Involving too many family members in your estate planning process may backfire. Family squabbles over keepsakes, nostalgic items, or valuable items in the event of a family members passing are legendary. Even the closest-knit family will experience some potentially alarming conflicts when suddenly faced with divvying up a deceased person’s possessions and assets. While it's important to inform your executor that certain documents for end-of-life planning are in place and who to contact if something goes wrong, no one needs to see what's in those files until after your demise. After all, you won’t be around to witness the squabbles, and a well thought-out document may prevent many interpersonal issues in the event of your passing, so in the interest of copacetic behavior try to be as detailed as possible and update the document when your life situation changes.
Beneficiaries
It’s important to know that beneficiaries can override a will. Beneficiaries are more important than many people realize when planning for death. Even if your will has instructions on how you prefer certain assets to be used, the beneficiary is the ultimate decision maker. Beneficiaries take precedence over anything in your will because the assets go directly to those named.

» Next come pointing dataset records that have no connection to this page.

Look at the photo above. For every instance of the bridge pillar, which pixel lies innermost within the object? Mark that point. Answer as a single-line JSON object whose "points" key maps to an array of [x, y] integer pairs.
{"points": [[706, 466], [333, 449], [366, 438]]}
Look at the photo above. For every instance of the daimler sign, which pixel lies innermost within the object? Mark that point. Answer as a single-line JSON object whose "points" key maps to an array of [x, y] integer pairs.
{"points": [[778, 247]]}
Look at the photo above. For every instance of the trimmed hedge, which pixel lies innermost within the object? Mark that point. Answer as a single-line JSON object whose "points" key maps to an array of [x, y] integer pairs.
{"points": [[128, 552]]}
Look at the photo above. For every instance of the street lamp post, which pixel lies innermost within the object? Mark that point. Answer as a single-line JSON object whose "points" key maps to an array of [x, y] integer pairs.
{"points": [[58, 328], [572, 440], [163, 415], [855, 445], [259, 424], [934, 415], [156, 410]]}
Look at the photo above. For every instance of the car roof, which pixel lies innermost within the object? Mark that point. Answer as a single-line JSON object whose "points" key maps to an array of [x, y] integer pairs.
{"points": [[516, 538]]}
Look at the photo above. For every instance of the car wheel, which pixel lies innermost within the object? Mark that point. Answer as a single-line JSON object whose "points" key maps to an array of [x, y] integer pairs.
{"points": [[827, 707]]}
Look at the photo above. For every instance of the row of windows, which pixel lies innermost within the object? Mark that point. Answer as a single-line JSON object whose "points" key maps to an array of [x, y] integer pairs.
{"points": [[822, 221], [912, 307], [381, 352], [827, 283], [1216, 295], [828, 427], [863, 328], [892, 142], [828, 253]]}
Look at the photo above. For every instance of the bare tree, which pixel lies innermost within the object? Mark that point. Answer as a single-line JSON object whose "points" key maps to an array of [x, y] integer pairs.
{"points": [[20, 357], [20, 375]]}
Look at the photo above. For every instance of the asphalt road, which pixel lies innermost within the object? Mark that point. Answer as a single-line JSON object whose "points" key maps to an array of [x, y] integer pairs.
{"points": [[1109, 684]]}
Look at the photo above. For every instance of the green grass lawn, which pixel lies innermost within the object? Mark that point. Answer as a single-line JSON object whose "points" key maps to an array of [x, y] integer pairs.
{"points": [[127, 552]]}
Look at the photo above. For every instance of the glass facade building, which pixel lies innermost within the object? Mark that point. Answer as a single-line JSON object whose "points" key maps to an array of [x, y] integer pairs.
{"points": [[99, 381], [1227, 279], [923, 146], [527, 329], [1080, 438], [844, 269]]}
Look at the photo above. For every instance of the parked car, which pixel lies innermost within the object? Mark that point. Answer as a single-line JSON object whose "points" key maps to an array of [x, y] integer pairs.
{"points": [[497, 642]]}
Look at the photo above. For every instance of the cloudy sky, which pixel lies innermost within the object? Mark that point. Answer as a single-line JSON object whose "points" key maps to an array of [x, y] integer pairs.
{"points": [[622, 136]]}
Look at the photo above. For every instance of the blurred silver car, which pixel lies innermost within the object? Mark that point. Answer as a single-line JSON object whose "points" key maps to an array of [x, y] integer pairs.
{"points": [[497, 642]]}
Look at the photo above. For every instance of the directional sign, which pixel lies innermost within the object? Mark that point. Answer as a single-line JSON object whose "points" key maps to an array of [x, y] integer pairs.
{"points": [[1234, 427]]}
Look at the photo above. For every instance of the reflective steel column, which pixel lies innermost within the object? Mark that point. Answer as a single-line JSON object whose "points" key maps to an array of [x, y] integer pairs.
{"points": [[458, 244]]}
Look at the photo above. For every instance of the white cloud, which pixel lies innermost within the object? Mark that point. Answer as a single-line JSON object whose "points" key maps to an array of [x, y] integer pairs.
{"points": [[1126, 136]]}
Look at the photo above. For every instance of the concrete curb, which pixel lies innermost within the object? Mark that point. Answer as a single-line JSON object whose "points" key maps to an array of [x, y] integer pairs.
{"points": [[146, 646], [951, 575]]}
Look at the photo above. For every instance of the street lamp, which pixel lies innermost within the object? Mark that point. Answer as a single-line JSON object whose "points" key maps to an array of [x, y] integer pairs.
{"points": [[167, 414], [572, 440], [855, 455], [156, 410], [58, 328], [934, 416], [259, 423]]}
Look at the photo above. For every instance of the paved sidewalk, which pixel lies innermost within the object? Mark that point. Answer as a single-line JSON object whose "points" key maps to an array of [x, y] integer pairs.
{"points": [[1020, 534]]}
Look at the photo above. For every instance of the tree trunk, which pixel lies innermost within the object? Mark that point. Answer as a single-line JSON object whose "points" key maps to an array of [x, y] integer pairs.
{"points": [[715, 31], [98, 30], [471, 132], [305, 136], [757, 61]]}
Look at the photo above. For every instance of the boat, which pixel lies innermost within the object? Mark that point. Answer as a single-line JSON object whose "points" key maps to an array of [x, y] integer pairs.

For example, if you haven’t updated your will after you remarried, and your first wife is still listed as the beneficiary on the will - well, she can do whatever she wants with the money or assets upon your death and has no obligation to your second wife. If you name your sister as the beneficiary, and your will instructs her to provide certain funds for your wife; however if your sister decides to go against your wishes and cut off funding, there is nothing that can be done, and not just because you are dead. If you had really wanted your wife to have some money, then you should have named her as an additional beneficiary in this scenario. You can have multiple beneficiaries, or beneficiaries for certain assets. Your will is endlessly customizable. Perhaps your spouse inherits your retirement accounts and money, and your children the house and your motorcycle, your sibling gets your personal possessions to sell or keep as they wish. Just remember how important beneficiaries are, and choose wisely.
Digital Assets
One of the most common things people forget when preparing for death is that we live in a digital age. You have to ask yourself, what do I want done with my Facebook, Twitter, and Instagram page if I die tomorrow? What about the fact that many of my bills are electronic, some are automated, and every account has a different username and password? Some services will not allow family members to make changes to a deceased persons account until a death certificate has been provided. A death certificate can get delayed for a multitude of reasons - perhaps cause of death has yet to be identified, or the person died across state or international borders. The death certificate must be issued in the locality where the death took place. Life insurance will not pay until a death certificate is received. Digital assets like a Facebook Profile can be set up as a memorial, and this is becoming an increasingly common practice. If you go into your Facebook settings, you can select a legacy contact who will take charge of your Facebook profile after you die, and manage it as a memorial site for you. Such digital estate planning can also be accomplished through a variety of online platforms; for example, Everplans helps store digital information to be accessed by a loved one at the appropriate time.